At the end of 2013, WLKN allowed a new Two Rivers-licensed station, WEMP (98.9), to undergo a one-day program test authority period using their studios and transmitter in order to maintain the license. This arrangement eventually had WEMP launch full operations in December 2014, using the WLKN tower to host their transmitter, along with leasing studio space in the basement of WLKN's facility and access to WLKN's post office box to launch the station with their assistance. WEMP was run by its owner, Mark Heller until he sold the station in August 2015 to Seehafer, and the operations for the station were moved to the WOMT/WQTC facilities on Mangin Street in Manitowoc.
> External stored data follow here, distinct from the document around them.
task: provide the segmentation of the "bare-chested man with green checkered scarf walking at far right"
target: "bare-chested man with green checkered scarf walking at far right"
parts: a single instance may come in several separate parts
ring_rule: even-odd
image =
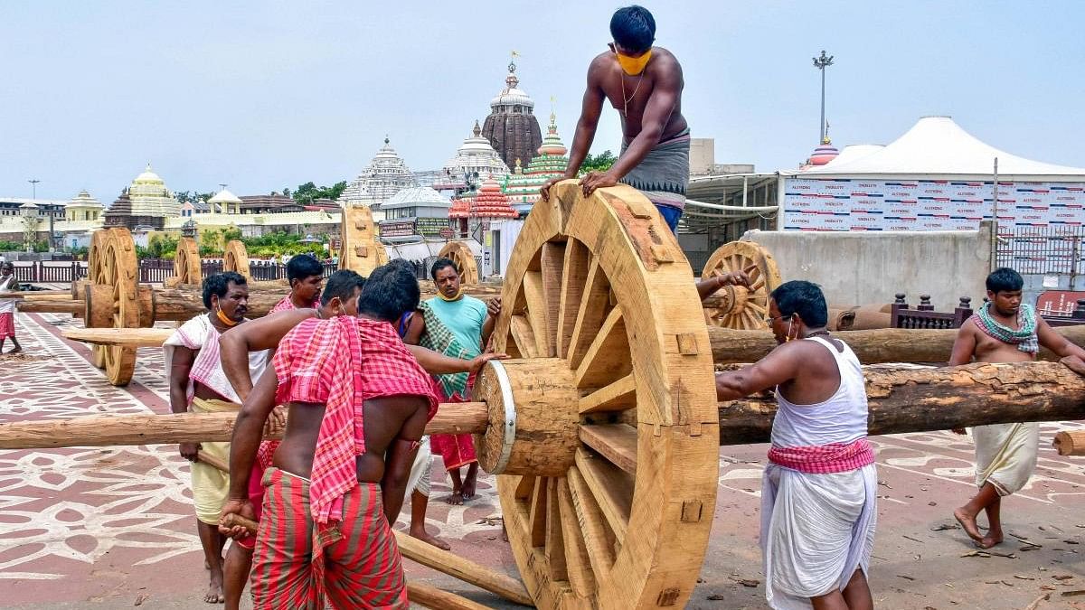
[[[1047,347],[1071,370],[1085,374],[1085,350],[1055,332],[1032,305],[1021,303],[1024,279],[1001,267],[987,276],[987,302],[965,321],[954,342],[949,365],[1027,363]],[[963,429],[954,430],[963,434]],[[975,441],[975,485],[980,493],[954,510],[954,517],[972,542],[991,548],[1003,542],[1001,497],[1016,493],[1032,476],[1039,447],[1039,424],[996,423],[972,428]],[[975,518],[987,513],[987,535]]]

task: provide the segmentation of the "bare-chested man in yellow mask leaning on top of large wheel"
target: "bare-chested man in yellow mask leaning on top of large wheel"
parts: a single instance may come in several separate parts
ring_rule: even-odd
[[[544,200],[559,180],[575,178],[596,137],[603,100],[622,119],[622,154],[607,171],[580,180],[584,194],[618,182],[639,189],[674,231],[689,185],[689,125],[681,115],[681,65],[655,41],[655,20],[643,7],[618,9],[611,17],[610,51],[588,66],[580,119],[565,175],[542,186]]]

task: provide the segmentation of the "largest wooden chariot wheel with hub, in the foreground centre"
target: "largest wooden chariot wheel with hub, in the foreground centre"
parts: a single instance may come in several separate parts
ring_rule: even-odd
[[[509,541],[540,608],[682,607],[707,546],[718,412],[693,275],[654,206],[575,181],[537,202],[475,384]]]

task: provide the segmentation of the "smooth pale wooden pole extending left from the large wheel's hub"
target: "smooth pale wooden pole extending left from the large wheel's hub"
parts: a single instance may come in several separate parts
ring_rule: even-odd
[[[112,447],[229,441],[235,412],[169,415],[91,415],[69,419],[0,423],[0,449]],[[445,403],[426,424],[427,434],[483,432],[489,421],[485,403]],[[267,439],[279,439],[270,435]]]

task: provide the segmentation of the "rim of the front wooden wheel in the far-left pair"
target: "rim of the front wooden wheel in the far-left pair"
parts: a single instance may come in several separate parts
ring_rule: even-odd
[[[105,283],[113,287],[114,328],[140,328],[139,301],[137,297],[136,244],[128,229],[111,229],[112,234],[105,243],[103,276]],[[124,345],[111,345],[104,351],[105,371],[113,385],[126,385],[132,378],[136,368],[136,348]]]

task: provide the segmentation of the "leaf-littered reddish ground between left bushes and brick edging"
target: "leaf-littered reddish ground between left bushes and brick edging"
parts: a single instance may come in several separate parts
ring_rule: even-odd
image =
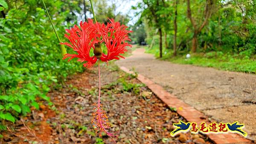
[[[48,93],[49,106],[38,100],[40,110],[23,117],[35,132],[31,135],[21,121],[7,123],[12,132],[3,131],[6,144],[111,144],[107,135],[95,133],[91,116],[97,101],[96,68],[74,75],[62,89]],[[184,120],[164,104],[134,75],[111,64],[102,69],[102,105],[109,116],[110,132],[118,132],[118,144],[203,144],[211,143],[206,135],[181,133],[172,137],[173,123]],[[17,136],[20,135],[20,136]],[[25,139],[24,139],[25,138]],[[39,141],[38,141],[39,139]]]

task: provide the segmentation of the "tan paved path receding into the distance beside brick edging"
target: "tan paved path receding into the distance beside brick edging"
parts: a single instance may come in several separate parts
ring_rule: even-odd
[[[256,139],[256,75],[174,64],[136,49],[119,66],[135,69],[218,122],[245,124]]]

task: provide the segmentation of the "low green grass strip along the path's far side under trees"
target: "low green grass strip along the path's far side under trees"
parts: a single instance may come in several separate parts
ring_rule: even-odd
[[[159,57],[159,49],[153,47],[146,52]],[[176,57],[173,56],[173,51],[163,49],[163,58],[160,60],[171,61],[172,63],[191,64],[195,66],[213,67],[221,70],[234,72],[256,73],[256,56],[252,58],[233,53],[223,52],[206,52],[191,54],[189,59],[186,59],[186,52],[179,52]]]

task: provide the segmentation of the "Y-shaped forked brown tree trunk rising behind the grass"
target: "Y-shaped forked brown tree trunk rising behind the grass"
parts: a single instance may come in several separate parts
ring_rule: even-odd
[[[192,48],[191,48],[192,52],[196,52],[197,43],[198,43],[197,36],[201,32],[201,30],[204,28],[204,26],[207,24],[209,18],[211,17],[214,5],[215,5],[214,0],[206,0],[206,5],[204,8],[204,14],[203,14],[204,21],[200,23],[200,20],[197,20],[198,22],[196,22],[195,18],[192,17],[191,9],[190,9],[190,0],[187,0],[187,16],[189,17],[189,20],[194,28],[193,29],[194,34],[192,38]]]

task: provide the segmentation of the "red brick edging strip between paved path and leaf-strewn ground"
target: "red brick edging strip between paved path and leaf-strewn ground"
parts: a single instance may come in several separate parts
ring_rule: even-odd
[[[124,66],[120,66],[124,72],[129,74],[134,74],[133,71],[130,71]],[[137,79],[144,83],[158,98],[160,98],[164,103],[166,103],[169,107],[175,107],[177,109],[177,113],[185,118],[189,122],[195,122],[197,124],[201,124],[205,122],[206,124],[210,124],[207,121],[207,116],[204,113],[199,112],[195,108],[185,104],[183,101],[178,99],[175,95],[170,94],[162,86],[155,84],[150,79],[144,77],[143,75],[138,74]],[[215,144],[252,144],[253,142],[242,137],[241,135],[235,133],[227,133],[227,134],[207,134],[209,138],[215,142]]]

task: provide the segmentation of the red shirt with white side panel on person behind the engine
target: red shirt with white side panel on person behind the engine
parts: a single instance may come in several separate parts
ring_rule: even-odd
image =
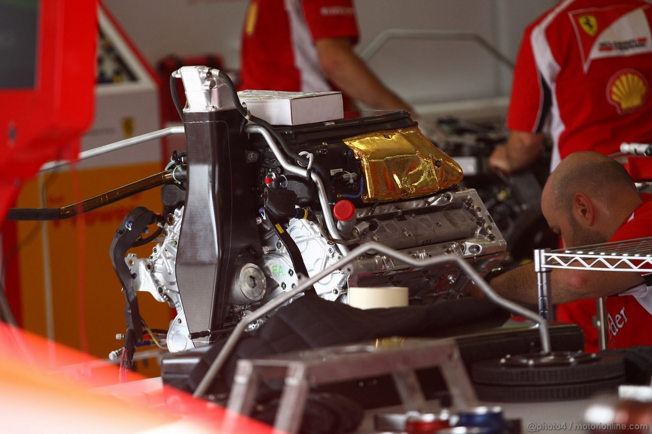
[[[357,41],[351,0],[252,0],[243,29],[240,89],[331,91],[314,42]]]

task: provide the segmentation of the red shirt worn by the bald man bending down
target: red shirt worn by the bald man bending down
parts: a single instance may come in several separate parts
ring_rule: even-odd
[[[652,202],[647,202],[634,210],[610,241],[651,236]],[[610,349],[652,345],[652,274],[642,272],[641,275],[646,283],[606,300]]]

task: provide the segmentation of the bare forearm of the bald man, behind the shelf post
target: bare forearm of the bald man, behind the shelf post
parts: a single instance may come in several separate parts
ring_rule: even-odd
[[[644,280],[637,272],[572,270],[554,268],[552,279],[552,302],[566,303],[582,298],[608,297],[630,289]],[[537,273],[534,264],[514,268],[489,282],[499,295],[510,300],[537,304]]]

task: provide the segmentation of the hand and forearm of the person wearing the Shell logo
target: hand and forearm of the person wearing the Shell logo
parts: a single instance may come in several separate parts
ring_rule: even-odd
[[[515,131],[507,144],[497,146],[489,156],[489,165],[507,175],[525,169],[537,160],[543,149],[543,134]]]

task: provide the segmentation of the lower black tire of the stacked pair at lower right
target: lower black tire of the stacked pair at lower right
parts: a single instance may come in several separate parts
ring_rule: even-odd
[[[544,402],[584,399],[597,392],[615,392],[625,377],[594,381],[593,383],[557,384],[554,386],[488,386],[475,384],[475,393],[481,401]]]

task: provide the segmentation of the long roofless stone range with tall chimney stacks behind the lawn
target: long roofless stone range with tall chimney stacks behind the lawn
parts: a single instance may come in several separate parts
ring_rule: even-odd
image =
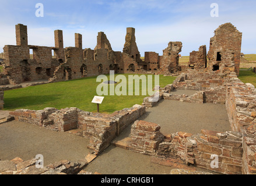
[[[158,74],[178,70],[181,42],[170,42],[163,56],[146,52],[147,60],[143,62],[136,45],[135,28],[127,28],[123,52],[113,51],[103,32],[98,33],[94,49],[82,49],[82,35],[79,33],[75,33],[75,47],[64,48],[62,30],[54,31],[55,47],[41,47],[28,45],[27,26],[17,24],[15,28],[17,45],[5,45],[3,48],[4,71],[0,85],[73,80],[108,74],[110,70],[115,73]]]

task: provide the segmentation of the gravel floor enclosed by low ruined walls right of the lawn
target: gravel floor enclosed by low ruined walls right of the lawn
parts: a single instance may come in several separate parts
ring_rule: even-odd
[[[219,132],[231,130],[226,106],[213,103],[162,100],[157,106],[147,109],[139,120],[159,124],[163,134],[180,131],[199,134],[202,129]]]

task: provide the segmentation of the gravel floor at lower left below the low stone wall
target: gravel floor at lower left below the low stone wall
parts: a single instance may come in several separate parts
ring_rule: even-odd
[[[85,159],[89,140],[78,135],[46,130],[20,121],[0,124],[0,159],[23,160],[44,156],[44,164]]]

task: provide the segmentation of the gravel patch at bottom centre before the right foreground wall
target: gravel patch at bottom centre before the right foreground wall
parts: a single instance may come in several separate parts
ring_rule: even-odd
[[[170,174],[173,169],[151,163],[150,159],[150,156],[109,146],[85,170],[101,174]]]

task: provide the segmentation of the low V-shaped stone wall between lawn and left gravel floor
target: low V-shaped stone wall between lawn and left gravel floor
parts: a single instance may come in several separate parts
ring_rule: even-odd
[[[44,110],[19,109],[9,115],[17,121],[36,124],[50,130],[69,131],[78,128],[83,137],[90,139],[89,149],[102,152],[110,142],[129,124],[146,112],[145,106],[134,105],[132,108],[114,112],[111,115],[84,112],[78,108]]]

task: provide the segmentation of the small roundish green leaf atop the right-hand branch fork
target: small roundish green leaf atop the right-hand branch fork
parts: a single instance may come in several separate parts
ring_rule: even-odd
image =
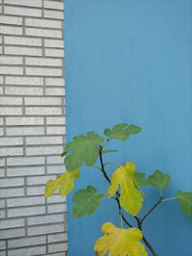
[[[154,174],[149,176],[148,180],[149,183],[156,189],[167,188],[169,187],[171,177],[168,174],[161,172],[160,170],[156,170]]]

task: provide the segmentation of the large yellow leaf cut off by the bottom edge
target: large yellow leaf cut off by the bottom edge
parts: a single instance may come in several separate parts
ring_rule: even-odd
[[[142,232],[138,228],[117,228],[111,222],[103,224],[102,231],[106,234],[98,239],[94,251],[98,256],[147,256],[143,243]]]

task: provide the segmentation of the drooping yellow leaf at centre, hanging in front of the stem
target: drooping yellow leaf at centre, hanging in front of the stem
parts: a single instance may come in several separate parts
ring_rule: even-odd
[[[117,192],[121,186],[120,205],[132,216],[136,216],[143,202],[142,193],[137,190],[137,180],[134,176],[135,165],[127,162],[126,166],[119,166],[112,174],[108,197]]]

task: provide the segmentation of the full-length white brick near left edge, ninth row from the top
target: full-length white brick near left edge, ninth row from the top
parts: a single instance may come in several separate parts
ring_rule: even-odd
[[[17,57],[16,57],[17,58]],[[6,85],[11,86],[43,86],[43,79],[41,77],[6,77]]]

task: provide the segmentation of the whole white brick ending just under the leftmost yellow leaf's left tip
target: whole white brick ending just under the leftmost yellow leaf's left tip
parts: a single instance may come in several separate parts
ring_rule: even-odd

Seehafer also purchased WCUB and WLTU-FM, after closing on the WEMP purchase. WLKN's operations were moved to the Mangin facility in November 2016, ending 30 years of operation direct from Cleveland.

==Programming==
Notable programming includes syndicated evening host Delilah, and the Sunday morning "Dave Koz Radio Show", home improvement tips from Chicago-based do-it-yourself expert Lou Manfredini, The Lou Dobbs Financial Report from the Salem Radio Network, and the Saturday morning Shopping Spree program, which features half-off deals from local merchants and was brought over by former program director Barry Hersch to fill the need for such a program after his former station, WHBL canceled the program in the late 1990s under the title Name Your Price as brokered weekend syndicated programming became popular.

The station is managed by Dave Jetzer. The station is voicetracked by local personalities for shifts outside of the station's morning show, hosted by Sandi Davis.